Corbo: "ADL è a un punto chiave per lo stadio, c'è un perimetro in cui cercare il nuovo Napoli"
Antonio Corbo, giornalista, ha rilasciato alcune dichiarazioni sul Napoli nel corso del suo intervento ai microfoni di Stile TV.

Il Napoli vive un momento delicato ma cruciale della stagione. La corsa allo Scudetto non concede pause, e il rischio di inciampare è sempre dietro l'angolo, come sottolinea Antonio Corbo, intervenuto ai microfoni di Stile TV nel corso della trasmissione 'Salite sulla Giostra'.
Le dichiarazioni di Corbo sul Napoli
Ecco le sue parole: "Ci vuole una vigilante rincorsa perché può succedere sempre di tutto a chi è in testa. Il Napoli deve essere attento per non avere scrupoli e se l’Inter vincerà lo scudetto e il Napoli finirà secondo, credo che si possa essere soddisfatti. Poi bisognerà capire il motivo dei tanti infortuni per evitare di ripetere gli stessi problemi. Spero che il Napoli tenga Conte che è uno che vince le partite impossibili".

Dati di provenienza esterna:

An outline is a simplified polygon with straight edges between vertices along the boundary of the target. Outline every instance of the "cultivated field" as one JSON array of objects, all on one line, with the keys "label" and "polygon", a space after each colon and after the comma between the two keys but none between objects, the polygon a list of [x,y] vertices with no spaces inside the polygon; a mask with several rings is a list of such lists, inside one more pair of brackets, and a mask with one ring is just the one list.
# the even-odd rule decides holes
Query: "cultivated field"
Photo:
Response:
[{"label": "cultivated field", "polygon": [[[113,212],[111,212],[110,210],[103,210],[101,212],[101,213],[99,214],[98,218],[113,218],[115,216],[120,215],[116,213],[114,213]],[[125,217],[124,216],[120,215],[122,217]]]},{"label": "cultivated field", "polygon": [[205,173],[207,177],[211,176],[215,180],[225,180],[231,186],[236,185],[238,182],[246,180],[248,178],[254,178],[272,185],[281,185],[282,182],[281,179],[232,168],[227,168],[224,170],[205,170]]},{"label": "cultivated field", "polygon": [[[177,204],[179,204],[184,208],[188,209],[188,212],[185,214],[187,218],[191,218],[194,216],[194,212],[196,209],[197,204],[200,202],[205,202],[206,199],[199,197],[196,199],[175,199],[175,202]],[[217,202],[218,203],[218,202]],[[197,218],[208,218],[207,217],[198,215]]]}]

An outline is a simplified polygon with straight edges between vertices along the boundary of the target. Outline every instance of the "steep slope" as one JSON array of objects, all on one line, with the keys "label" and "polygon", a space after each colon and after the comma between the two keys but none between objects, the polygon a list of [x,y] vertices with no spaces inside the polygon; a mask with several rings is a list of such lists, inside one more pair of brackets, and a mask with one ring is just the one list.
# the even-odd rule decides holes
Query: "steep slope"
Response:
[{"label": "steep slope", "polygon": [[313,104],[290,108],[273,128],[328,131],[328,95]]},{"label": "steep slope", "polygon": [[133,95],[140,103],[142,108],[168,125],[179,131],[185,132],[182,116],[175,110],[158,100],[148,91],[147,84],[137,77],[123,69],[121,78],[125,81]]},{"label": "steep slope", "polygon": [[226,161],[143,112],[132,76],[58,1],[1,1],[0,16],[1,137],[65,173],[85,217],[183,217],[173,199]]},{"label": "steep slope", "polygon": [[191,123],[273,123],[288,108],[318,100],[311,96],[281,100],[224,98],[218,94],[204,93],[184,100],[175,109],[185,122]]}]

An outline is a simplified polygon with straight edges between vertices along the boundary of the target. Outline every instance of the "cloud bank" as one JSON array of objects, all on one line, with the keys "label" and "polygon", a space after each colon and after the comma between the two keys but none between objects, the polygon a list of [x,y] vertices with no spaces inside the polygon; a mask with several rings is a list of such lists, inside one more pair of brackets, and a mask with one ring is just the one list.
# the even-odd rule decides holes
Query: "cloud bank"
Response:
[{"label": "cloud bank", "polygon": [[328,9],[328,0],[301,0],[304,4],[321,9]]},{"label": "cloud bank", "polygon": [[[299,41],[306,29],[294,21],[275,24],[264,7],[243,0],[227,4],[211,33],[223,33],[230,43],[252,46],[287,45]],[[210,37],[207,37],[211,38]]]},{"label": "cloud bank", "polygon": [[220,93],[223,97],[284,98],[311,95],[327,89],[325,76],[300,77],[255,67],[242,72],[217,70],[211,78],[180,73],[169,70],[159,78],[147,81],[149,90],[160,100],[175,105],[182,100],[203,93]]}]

Il giornalista evidenzia come la gestione della rosa e degli infortuni sia stata al centro della stagione azzurra: "Tanti si sarebbero rassegnati a metà campionato, lui invece studia soluzioni, corregge gli errori e si batte fino al 90esimo. La Nazionale è una grande vetrina che lo aspetta e che lui si aspetta. De Laurentiis è arrivato ad un punto chiave, deve decidere cosa fare perché ha bisogno di uno stadio nuovo che deve rendere profitti. Gli infortuni dipendono da qualcosa che non ha funzionato, non di certo da alluvioni o bradisismo".
Secondo Corbo, le difficoltà del Napoli affondano le radici nella gestione interna: "La verità è da cercare nel perimetro di Castel Volturno tra preparazione e recupero dei giocatori. Non dò la colpa a un reparto o un altro, dico però che non c’è stata mai una piena collaborazione tra i due reparti, tale da poter operare per il bene comune. Bisogna migliorare la collaborazione tra i due fattori, bisogna cercare le cause per evitare gli infortuni di quest’anno".
Infine, il giornalista richiama l'attenzione sulla gestione economica e sulla necessità di equilibrio tra ambizione sportiva e sostenibilità finanziaria: "Il Napoli è una società amministrata da un imprenditore: se le cose vanno bene, i soldi arrivano a se stesso e ai conti di famiglia, se le cose non vanno bene, andare in banca e chiedere uno sconfinamento. La logica deve portare il Napoli a trovare un equilibrio tra investimenti e ricavi senza sforare e in questo perimetro bisogna cercare il nuovo Napoli".